Leistungsausschluss für Unionsbürger nur bei vollziehbarer Verlustfeststellung:
Solange die Ausreisepflicht im Verfahren der Verlustfeststellung der Freizügigkeit nicht vollziehbar ist, weil das Verwaltungsgericht die aufschiebende Wirkung der Klage angeordnet hat, bleibt die Leistungsberechtigung für Daueraufenthaltsberechtigte gem. § 7 Abs. 1 Satz 4 erster Teilsatz SGB II bestehen. Einen Leistungsausschluss hat die Verlustfeststellung dann nicht bewirkt.
(Leitsatz der Redaktion)
[...]
Streitig ist, ob der Beklagte berechtigt ist, Verwaltungsakte über die laufende Bewilligung von Arbeitslosengeld II bzw.

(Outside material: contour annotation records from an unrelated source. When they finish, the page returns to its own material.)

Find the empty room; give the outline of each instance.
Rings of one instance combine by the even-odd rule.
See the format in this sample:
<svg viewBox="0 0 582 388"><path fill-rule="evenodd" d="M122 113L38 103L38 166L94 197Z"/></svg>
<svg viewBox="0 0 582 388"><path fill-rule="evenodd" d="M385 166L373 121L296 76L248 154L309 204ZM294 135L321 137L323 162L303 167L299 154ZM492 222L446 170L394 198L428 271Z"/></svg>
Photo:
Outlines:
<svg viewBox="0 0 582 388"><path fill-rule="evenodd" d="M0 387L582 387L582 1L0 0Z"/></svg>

Bürgergeld aufzuheben.
Der ... 1987 geborene Kläger besitzt die Staatsbürgerschaft des Vereinigten Königreichs von Großbritannien und Nordirland. Er hält sich seit 2014 in der Bundesrepublik Deutschland auf und ist seit dem 1. September 2014 durchgehend in Berlin melderechtlich erfasst. [...]
Beschäftigungen, die in der deutschen gesetzlichen Rentenversicherung versicherungspflichtig waren, ging er von Februar 2015 bis März 2017 nach. Das letzte Arbeitsverhältnis endete durch Aufhebungsvertrag. Anschließend bezog er von Juli bis September 2017 und durchgehend seit November 2017 vom Beklagten Leistungen zur Sicherung des Lebensunterhalts nach dem SGB II in Gestalt von Arbeitslosengeld II. Zuletzt stand er im November 2018, nach Lage der Akten für wenige Tage, in einem Beschäftigungsverhältnis, das durch arbeitgeberseitige Kündigung beendet wurde. Zu einer Unterbrechung des Leistungsbezugs kam es deswegen nicht. [...]
Während des laufenden Bewilligungszeitraums kam es am 13. Dezember 2021 zu einem Gespräch beim Beklagten, in dem der Kläger auf Befragen mitteilte, über keine Aufenthaltserlaubnis zu verfügen. Die Ausländerbehörde habe ihm mitgeteilt, dass er erst dann eine erhalte, wenn er eine Arbeitsstelle habe. Weiter habe er sich um eine Aufenthaltserlaubnis nicht gekümmert. Die Leistungsgewährung wurde daraufhin Mitte Dezember 2021 (ab Januar 2022) zunächst eingestellt, weil der "Aufenthalt" ungeklärt sei, und der Kläger förmlich aufgefordert, einen aktuellen Aufenthaltstitel bis Ende 2021 einzureichen. Noch im Dezember 2021 übersandte der Kläger dem Beklagten Unterlagen, aus denen hervorging, dass er bei der Ausländerbehörde per E-Mail wegen seines Aufenthaltsstatus angefragt und einen Termin dort am 21. April 2022 erhalten hatte.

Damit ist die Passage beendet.